Now way back in 1970 when I was running in the streets, I learned a lesson from Charles X Stamp which saved me personally in the People’s Stadium that afternoon 23 years later. I learned that there are situations where things collapse so completely that all you can do is strike out on your own and pray to God for the rest.
As a new semi-pro football franchise in 1993, the Kremandala Warriors’ management had decided to include a few older players to improve our chances to qualify for the following season. Two of these older players were David “Manu” McCaulay and Francis “Tonsil” McCaulay, who joined their younger brother, Jason “Tickle” McCaulay, a Kremandala Warriors’ original. The McCaulays were a Mayflower Street family who were respected for avoiding all the crime and violence surrounding them. (An older brother, Daniel “Thin Man” McCaulay, represented Belize in sprints in the 1984 Olympics.)

When we travelled to Orange Walk Town to play Juventus that Sunday, I was not paying any attention to the fact that there had been a big fight between Juventus and Yabra at the MCC Grounds the previous Sunday. This was a major mistake on my part. We took a minimum of players and fans to Orange Walk Town in our chartered team bus.

Rawel Pelayo was the owner of Juventus at the time, and they may have been the defending champions. Certainly, they were one of the top franchises and had already qualified for the 1993 four-team playoffs.
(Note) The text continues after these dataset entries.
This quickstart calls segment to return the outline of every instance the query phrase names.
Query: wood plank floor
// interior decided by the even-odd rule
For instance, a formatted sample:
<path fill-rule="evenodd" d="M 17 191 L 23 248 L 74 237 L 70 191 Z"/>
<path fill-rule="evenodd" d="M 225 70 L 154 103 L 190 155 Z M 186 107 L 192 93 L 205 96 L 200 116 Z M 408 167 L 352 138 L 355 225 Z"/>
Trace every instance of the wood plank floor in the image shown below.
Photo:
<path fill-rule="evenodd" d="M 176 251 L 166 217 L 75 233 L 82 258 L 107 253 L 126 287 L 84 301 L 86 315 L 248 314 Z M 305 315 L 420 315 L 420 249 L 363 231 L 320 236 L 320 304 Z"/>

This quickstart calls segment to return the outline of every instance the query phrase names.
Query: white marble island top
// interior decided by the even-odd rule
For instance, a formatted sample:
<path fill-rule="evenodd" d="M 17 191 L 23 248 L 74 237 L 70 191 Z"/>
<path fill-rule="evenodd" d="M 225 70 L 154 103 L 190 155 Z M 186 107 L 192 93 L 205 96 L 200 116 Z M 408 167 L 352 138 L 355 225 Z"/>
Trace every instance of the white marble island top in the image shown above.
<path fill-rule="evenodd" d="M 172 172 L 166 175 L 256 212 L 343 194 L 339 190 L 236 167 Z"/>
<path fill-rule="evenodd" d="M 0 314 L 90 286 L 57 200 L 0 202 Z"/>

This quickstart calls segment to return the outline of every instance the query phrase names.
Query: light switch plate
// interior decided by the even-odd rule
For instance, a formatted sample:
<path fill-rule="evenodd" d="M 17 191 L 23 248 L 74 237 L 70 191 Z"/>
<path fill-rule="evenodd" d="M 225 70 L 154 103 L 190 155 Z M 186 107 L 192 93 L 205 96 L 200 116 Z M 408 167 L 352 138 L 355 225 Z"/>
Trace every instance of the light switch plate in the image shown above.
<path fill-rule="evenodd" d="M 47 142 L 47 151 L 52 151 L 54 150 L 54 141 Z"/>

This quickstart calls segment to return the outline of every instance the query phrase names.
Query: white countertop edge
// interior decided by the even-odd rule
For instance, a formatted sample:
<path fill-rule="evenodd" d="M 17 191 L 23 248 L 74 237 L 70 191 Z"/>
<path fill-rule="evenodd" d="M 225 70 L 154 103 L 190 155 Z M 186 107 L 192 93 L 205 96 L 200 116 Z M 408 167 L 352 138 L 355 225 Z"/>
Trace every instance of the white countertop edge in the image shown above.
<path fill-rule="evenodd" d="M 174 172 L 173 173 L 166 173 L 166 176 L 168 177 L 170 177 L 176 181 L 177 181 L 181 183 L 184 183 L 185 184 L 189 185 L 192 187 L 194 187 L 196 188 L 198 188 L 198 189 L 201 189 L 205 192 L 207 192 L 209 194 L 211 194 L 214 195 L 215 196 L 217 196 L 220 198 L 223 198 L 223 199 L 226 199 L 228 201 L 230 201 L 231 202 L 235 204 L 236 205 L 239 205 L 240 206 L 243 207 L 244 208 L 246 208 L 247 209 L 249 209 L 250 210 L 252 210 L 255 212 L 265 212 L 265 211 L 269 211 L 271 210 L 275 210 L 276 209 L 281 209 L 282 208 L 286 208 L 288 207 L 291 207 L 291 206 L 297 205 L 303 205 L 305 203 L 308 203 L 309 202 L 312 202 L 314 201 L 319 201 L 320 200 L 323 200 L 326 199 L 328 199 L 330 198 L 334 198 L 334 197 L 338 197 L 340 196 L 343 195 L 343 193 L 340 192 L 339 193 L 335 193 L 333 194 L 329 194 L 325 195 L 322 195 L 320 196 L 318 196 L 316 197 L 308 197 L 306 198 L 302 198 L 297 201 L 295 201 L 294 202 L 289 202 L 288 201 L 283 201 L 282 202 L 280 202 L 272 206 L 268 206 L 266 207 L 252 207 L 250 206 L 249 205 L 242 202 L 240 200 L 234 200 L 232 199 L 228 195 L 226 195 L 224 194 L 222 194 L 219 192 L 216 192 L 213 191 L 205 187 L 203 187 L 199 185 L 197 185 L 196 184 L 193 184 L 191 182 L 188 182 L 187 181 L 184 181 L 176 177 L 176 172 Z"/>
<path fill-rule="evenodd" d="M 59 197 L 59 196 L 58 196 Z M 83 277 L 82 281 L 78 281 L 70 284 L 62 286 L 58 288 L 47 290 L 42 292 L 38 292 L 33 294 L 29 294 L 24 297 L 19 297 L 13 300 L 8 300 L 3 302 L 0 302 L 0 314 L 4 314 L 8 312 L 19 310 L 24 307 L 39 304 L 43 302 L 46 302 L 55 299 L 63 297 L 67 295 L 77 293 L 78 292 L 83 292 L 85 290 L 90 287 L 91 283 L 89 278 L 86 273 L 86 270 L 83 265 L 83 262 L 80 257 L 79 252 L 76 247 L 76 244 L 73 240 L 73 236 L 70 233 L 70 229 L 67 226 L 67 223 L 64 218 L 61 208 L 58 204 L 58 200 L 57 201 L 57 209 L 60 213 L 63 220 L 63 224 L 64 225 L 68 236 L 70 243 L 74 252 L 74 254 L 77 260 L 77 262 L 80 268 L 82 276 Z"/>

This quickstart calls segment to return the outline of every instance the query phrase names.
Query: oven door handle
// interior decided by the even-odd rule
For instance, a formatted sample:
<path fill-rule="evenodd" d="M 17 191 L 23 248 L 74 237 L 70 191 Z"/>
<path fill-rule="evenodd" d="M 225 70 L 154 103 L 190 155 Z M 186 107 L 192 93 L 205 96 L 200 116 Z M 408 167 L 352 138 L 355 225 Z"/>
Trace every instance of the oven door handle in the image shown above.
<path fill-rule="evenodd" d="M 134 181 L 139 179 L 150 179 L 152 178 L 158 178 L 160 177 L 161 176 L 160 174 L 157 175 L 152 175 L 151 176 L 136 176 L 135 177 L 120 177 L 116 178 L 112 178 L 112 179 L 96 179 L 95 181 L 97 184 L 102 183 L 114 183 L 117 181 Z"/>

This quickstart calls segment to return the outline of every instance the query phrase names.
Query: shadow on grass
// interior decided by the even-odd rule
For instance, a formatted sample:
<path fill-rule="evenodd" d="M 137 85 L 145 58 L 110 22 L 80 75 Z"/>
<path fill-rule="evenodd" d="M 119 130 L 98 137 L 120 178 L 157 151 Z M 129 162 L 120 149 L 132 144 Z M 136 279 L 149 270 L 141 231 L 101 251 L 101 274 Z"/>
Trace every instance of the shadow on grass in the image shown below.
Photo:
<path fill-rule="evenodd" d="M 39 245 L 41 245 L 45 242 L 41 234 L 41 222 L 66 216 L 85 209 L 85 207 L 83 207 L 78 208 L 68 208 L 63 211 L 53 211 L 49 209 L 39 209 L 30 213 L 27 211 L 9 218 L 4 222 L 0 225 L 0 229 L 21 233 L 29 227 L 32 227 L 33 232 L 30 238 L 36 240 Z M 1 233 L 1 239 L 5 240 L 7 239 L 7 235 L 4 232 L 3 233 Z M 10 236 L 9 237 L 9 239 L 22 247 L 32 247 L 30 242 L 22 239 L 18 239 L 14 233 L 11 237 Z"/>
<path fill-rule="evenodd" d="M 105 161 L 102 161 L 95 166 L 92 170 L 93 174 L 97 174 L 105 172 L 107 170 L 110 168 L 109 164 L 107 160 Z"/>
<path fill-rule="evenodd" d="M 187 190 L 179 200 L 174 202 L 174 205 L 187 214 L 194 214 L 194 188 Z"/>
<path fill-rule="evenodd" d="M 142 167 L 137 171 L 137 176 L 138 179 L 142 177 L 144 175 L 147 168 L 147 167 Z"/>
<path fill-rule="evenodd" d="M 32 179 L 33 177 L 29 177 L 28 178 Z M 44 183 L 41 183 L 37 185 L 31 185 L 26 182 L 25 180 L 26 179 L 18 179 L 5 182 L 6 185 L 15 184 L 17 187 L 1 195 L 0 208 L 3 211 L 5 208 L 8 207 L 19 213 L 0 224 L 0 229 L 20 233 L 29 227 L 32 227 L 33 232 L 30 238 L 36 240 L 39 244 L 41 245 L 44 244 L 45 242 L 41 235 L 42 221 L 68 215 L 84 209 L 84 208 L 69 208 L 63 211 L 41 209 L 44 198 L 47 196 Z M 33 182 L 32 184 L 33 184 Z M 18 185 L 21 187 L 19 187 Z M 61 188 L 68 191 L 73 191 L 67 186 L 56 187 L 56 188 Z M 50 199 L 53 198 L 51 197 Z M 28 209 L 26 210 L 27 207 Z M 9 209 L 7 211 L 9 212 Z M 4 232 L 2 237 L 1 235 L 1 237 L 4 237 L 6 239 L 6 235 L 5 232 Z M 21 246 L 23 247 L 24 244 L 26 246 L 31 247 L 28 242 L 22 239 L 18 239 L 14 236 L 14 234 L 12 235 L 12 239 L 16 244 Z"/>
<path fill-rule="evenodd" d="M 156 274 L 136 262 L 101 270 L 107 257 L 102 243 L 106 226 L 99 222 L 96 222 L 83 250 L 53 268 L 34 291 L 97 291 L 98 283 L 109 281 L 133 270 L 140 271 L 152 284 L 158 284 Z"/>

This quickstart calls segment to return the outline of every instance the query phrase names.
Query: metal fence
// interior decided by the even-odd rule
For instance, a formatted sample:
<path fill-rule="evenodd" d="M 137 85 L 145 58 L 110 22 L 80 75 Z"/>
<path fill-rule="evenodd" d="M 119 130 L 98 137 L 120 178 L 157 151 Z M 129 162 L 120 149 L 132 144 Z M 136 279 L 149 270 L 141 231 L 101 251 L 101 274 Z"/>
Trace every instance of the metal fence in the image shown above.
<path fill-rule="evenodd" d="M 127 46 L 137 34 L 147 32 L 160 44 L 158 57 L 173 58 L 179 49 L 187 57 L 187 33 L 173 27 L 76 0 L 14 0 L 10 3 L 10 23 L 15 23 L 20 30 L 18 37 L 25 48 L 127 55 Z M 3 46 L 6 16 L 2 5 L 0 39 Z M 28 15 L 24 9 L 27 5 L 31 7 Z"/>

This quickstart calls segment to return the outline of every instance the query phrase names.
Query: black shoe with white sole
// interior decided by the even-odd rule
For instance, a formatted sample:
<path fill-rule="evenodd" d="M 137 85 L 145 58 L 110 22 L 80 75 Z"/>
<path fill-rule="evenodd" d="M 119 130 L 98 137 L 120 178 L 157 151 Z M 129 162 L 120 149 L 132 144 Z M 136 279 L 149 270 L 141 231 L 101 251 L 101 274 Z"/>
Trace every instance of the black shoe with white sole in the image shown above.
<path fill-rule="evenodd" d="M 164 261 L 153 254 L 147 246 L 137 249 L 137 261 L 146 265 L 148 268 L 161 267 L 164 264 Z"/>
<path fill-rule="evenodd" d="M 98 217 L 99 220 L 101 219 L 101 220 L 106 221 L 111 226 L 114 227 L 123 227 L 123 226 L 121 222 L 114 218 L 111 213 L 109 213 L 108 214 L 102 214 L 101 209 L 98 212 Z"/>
Kremandala Warriors had qualified to compete in the following season. The game, therefore, had no importance to the standings. Juventus were in the playoffs, and Kremandala had avoided relegation.

Sitting in the empty stands before the game, I was approached by an Orange Walk Town resident/fan who told me that he didn’t like anybody from Belize City. I didn’t pay a lot of attention to him. I did not pay any attention to the fact that the Juventus’ owner had not introduced himself to me or welcomed me to his town. And when the game started, I did not notice that there were absolutely no policemen in the stadium. I thought it was a meaningless game.

Near the end of the game, however, a game which ended in a 1-1 tie, an Orange Walk forward and our young defender, Jason McCaulay, got into a fuss. This simmered down, but after the game a fight broke out and Orange Walk football fans, armed with sticks, bottles, and machetes took to the field. In matters of football security, they will tell you that it is an absolute imperative for the fans to be kept off the pitch. Once the fans take the field, all bets are off. I remember seeing our goalkeeper, Steve “Jerry Collins” Myles, fighting about ten fans while backpedaling. The situation seemed totally out of control to me, and I remembered my 1970 Charles X Stamp lesson. Disappear.

I remember thinking, as I was “disappearing,” that our players would end up either in the hospital or in jail. It looked that bad at the time. My sources told me afterwards that Delmar Sutherland had played a big role in cooling down things. None of our players was seriously hurt. To me, this was truly a miracle.

As a result of what happened in People’s Stadium that afternoon, and how the situation had developed, seemingly in a conspiratorial manner, I decided that I could not participate as a franchise owner in the semi-pro league. I tried to get someone to take over the Kremandala Warriors for the 1994 season, but mainstream business people were avoiding Mayflower Street’s socio-economic heat. This is real. The franchise collapsed.

In 1999/2000, we made one last ditch effort to save a few of the players from the gang life by taking them to train in Dangriga. This was the Grigamandala experiment. That’s another story, for another time.